The following morning hits, and I awake in a sailor’s hat but can’t entirely remember how I came to be wearing it. Like a pro, I equip myself with an emergency lifejacket of carbs to keep me afloat. By midday my heavy head begins to clear. By 7pm post-work whistles are wet to toast the day that’s done, and conversation free falls from discussions to debates, to heartfelt outpourings with strangers who feel like your very best friend. Life is louder, the crowd congenial, everything is funnier and I can dance like Britney. No really! Let’s start a limbo! I LOVE this song. Everyone come back to mine for a party! Etc Etc.

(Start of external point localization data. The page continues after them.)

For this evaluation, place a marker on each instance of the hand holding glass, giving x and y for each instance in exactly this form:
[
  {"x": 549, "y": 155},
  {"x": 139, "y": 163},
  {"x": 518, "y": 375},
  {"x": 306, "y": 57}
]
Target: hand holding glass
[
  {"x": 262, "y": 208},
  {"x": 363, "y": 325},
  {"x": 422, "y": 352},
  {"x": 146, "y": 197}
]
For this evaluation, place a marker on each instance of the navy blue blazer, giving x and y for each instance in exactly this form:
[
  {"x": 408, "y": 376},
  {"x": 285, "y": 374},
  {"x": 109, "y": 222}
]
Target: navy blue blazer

Not for a moment do I regret my collection of anecdotes and hangovers, surprise receipts and monotonous repeats. I drink with a reckless abandon because I’m FUN, and FUN people are never the responsible driver. FUN people are never clock watching in the corner. FUN people never call time at the bar. FUN people never say never. GOONIES NEVER SAY DIE! Until now…

The cocktail of drugs I’m on leave little room for cocktails with umbrellas and cherries. For seven months the safety of my sofa has shielded me from the social grenade that is abstinence, but with my health restoring it’s time to step back into the throng, and step back sober. I’m treading nervously into unchartered territories of Sunday pub lunches without red wine; dinners with friends and mocktails; boozy client lunches with no booze?!?! Having annually failed Dry Jan, I’ve been shocked by the ease of my ride on the wagon. Restraint is painless when you’ve no choice in the matter. But I’m also astounded at how incredibly different dry-life feels. Immeasurably different. Unrecognisable in fact.

Life is calmer. The pace is slower and somehow more considered. I’m sharper at work, brighter even. I lose fewer weekends to hangovers, phones to taxis and secrets to strangers. I’m storm free and I’m in control. The peaks and troughs are less extreme. The ride is mild; it doesn’t make me whoop with joy, or throw up. I leave before conversations get loud and make less sense. I wake up fog-free. Dialogue is more sincere, and insincere chat less bearable. I’ve learnt to listen, really listen and I no longer forget.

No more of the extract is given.